En otros tiempos, cuando llegaba el Día del Niño, la ilusión se respiraba desde temprano. No había pantallas que atraparan a los chicos, sino la ansiedad de despertar y descubrir qué juguete los esperaba en la mesa de luz o envuelto en un papel brillante. El festejo no tardaba en trasladarse a la vereda y allí, entre amigos, se compartían las novedades y cada uno exhibía con orgullo su regalo.
Los patines de cuatro rueditas eran la sensación de las décadas del 70 y 80. Con rodilleras improvisadas y más caídas que destrezas, se convertían en la excusa para recorrer la cuadra una y otra vez o ir a la plaza. No faltaban las pistas de autos con pulsador, en las que dos corredores de plástico libraban competencias interminables, ni los trenes eléctricos que, con sus vagones diminutos, daban vueltas sin descanso sobre la alfombra del comedor.

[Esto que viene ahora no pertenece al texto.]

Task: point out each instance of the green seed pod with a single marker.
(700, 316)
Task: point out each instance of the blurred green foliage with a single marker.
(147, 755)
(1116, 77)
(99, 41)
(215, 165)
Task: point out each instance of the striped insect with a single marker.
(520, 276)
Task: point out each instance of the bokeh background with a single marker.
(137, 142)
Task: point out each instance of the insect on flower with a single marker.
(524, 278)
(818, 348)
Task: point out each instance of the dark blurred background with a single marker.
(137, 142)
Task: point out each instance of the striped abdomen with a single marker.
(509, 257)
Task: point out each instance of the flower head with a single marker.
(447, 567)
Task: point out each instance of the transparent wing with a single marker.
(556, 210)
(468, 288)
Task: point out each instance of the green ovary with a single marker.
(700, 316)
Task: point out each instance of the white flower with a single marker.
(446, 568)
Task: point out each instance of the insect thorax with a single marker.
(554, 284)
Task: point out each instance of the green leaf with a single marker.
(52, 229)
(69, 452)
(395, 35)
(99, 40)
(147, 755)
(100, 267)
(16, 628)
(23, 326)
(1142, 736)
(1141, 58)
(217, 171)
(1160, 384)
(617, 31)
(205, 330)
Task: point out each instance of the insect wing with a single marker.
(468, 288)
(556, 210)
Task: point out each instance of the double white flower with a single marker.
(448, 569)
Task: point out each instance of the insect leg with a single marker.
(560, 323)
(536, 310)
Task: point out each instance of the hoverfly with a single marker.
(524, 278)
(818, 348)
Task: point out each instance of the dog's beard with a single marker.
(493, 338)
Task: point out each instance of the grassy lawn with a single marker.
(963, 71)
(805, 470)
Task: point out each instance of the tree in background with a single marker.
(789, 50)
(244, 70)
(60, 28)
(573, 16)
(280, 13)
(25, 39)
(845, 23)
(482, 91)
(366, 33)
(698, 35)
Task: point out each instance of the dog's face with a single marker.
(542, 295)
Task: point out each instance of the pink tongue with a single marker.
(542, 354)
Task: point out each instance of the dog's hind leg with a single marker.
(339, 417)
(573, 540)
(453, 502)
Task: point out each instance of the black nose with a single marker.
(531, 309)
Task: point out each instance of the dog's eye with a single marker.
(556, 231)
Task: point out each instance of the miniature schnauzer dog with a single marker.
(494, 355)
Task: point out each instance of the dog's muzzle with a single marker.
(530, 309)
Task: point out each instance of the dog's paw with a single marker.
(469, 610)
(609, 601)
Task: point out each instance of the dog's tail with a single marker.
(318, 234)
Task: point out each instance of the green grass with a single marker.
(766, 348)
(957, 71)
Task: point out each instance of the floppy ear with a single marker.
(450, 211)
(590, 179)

En cada casa había al menos un oso gigante o un bebote que parecía más grande que su dueña. Las muñecas compartían protagonismo con los juegos de mesa como el Ludo, el Estanciero y el TEG que reunían a toda la familia alrededor de la mesa un domingo cualquiera. Mientras tanto, los autitos de colección formaban escuderías caseras que ocupaban desde la repisa hasta la mesa del living.
La pelota número 5 seguía siendo la reina indiscutida. Bastaba un par de ladrillos o pidras como arco para que naciera un campeonato de barrio. Y no faltaban las patinetas ni los personajes entrañables como el Topo Gigio, que, aunque pequeño, tenía un lugar enorme en la imaginación de los chicos.
Era otra época, en la que el Día del Niño no necesitaba de grandes estridencias ni de tecnología de punta para ser inolvidable. Alcanzaba con salir temprano, encontrarse con los amigos y pasar la tarde intercambiando risas y juguetes. Un ritual sencillo que, todavía hoy, vive en la memoria de quienes crecieron en aquellos años.